Hybrid Data Pipeline requires a system database for storing account and configuration information. In a Kubernetes deployment, a PostgreSQL system database is managed through a PVC (PersistentVolumeClaim). Therefore, the health of the PVC is critical to the health of a Hybrid Data Pipeline Kubernetes deployment. The following procedure provides a safe and predictable path to recovering a corrupted PostgreSQL primary volume by copying data from a healthy read replica.

Note: This procedure applies to scenarios where Hybrid Data Pipeline has been deployed with PostgreSQL in replication mode.
Important: This procedure is based on recovering data from a healthy read replica with up-to-date data. If your read replica is not healthy and up-to-date, do not follow this procedure. Instead, restore from backups or snapshots per your standard disaster recovery procedures.

Prerequisites:

  • kubectl access to the Kubernetes cluster
  • Healthy read replica with up-to-date data
  • Administrative access to scale StatefulSets

Recovery Procedure

Take the following steps to recover the PostgreSQL primary PVC.

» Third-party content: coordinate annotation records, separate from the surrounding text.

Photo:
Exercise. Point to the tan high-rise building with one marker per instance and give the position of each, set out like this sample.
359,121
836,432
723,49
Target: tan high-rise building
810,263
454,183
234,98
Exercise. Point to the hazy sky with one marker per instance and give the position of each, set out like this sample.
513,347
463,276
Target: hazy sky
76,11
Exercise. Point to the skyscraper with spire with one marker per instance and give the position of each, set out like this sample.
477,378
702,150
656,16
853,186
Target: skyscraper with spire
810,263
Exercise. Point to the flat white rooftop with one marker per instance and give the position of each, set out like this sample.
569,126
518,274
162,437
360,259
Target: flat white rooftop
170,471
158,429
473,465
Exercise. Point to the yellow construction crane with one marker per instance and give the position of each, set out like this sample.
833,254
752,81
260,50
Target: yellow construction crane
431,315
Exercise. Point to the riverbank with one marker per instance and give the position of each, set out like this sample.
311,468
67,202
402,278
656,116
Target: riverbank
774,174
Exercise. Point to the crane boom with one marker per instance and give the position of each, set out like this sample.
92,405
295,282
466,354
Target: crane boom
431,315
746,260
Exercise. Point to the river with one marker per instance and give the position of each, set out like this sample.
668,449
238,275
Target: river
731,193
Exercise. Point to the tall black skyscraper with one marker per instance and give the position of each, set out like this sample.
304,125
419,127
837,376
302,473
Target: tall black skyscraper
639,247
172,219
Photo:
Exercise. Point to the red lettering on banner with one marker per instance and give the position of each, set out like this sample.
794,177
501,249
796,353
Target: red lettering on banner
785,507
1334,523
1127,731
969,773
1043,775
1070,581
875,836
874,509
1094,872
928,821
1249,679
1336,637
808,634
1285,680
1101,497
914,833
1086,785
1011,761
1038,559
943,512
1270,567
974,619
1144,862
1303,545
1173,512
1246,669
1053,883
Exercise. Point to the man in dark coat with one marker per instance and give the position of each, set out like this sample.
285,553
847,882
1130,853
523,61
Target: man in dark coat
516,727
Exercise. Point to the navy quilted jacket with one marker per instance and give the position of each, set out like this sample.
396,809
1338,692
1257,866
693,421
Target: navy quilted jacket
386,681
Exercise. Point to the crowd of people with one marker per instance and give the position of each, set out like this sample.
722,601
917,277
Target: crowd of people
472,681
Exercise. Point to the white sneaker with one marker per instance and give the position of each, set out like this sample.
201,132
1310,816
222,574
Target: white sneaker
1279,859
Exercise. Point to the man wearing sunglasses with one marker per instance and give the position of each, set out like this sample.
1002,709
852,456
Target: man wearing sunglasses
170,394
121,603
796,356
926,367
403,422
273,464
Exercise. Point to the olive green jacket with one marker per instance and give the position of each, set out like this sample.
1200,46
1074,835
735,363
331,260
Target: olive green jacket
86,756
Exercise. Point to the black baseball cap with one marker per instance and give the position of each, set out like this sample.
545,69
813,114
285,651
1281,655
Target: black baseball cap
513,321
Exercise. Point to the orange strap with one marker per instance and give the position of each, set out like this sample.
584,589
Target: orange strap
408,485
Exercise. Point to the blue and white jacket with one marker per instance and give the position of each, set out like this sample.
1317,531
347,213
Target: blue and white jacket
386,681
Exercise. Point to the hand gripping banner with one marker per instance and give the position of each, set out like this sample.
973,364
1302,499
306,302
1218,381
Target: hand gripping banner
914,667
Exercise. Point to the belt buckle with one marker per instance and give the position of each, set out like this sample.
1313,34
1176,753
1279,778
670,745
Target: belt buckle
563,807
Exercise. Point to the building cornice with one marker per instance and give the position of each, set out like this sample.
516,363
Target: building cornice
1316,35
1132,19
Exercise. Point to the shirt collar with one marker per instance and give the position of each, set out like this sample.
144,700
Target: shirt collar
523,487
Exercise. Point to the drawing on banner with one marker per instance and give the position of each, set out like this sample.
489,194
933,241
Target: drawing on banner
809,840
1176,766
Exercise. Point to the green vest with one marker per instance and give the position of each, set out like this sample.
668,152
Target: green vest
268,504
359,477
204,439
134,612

  1. Stop all services to ensure data consistency during recovery.
    
    # Scale down HDP server
    kubectl scale statefulset <release_name>-hdpserver --replicas=0
    
    # Scale down PostgreSQL read replicas
    kubectl scale statefulset <release_name>-postgresql-read --replicas=0
    
    # Scale down PostgreSQL primary
    kubectl scale statefulset <release_name>-postgresql-primary --replicas=0
    
  2. Verify that all pods have been terminated.
    
    # Verify all pods are terminated
    kubectl get pods
    # Expected response: No running pods
    
  3. Restore the corrupted primary PVC by copying data from the read replica to the primary PVC.
    Note:
    • This operation will overwrite the data on the primary PVC. Before proceeding, you should be aware that you could lose data that exists only on the primary and not on the read replica.
    • You may either use a migration tool or manually copy the data directly from the read replica PVC to the primary PVC using Kubernetes Jobs.
  4. Restore services to an operational state by scaling up the StatefulSets.
    
    # Scale up PostgreSQL primary
    kubectl scale statefulset <release_name>-postgresql-primary --replicas=1
    
    # Scale up PostgreSQL read replicas
    kubectl scale statefulset <release_name>-postgresql-read --replicas=<number-of-replicas>
    
    # Scale up HDP server
    kubectl scale statefulset <release_name>-hdpserver --replicas=<number-of-replicas>
  5. Verify that the pods are up and running.
    
    # Check all pods are running
    kubectl get pods 
    
    # Verify PostgreSQL primary is operational
    kubectl exec -it <release_name>-postgresql-primary-0 -- psql -U postgres -c "SELECT version();"
    
    # Verify HDP connectivity
    kubectl exec <release_name>-hdpserver-0 -- curl -f <http://localhost:<port>/api/healthcheck>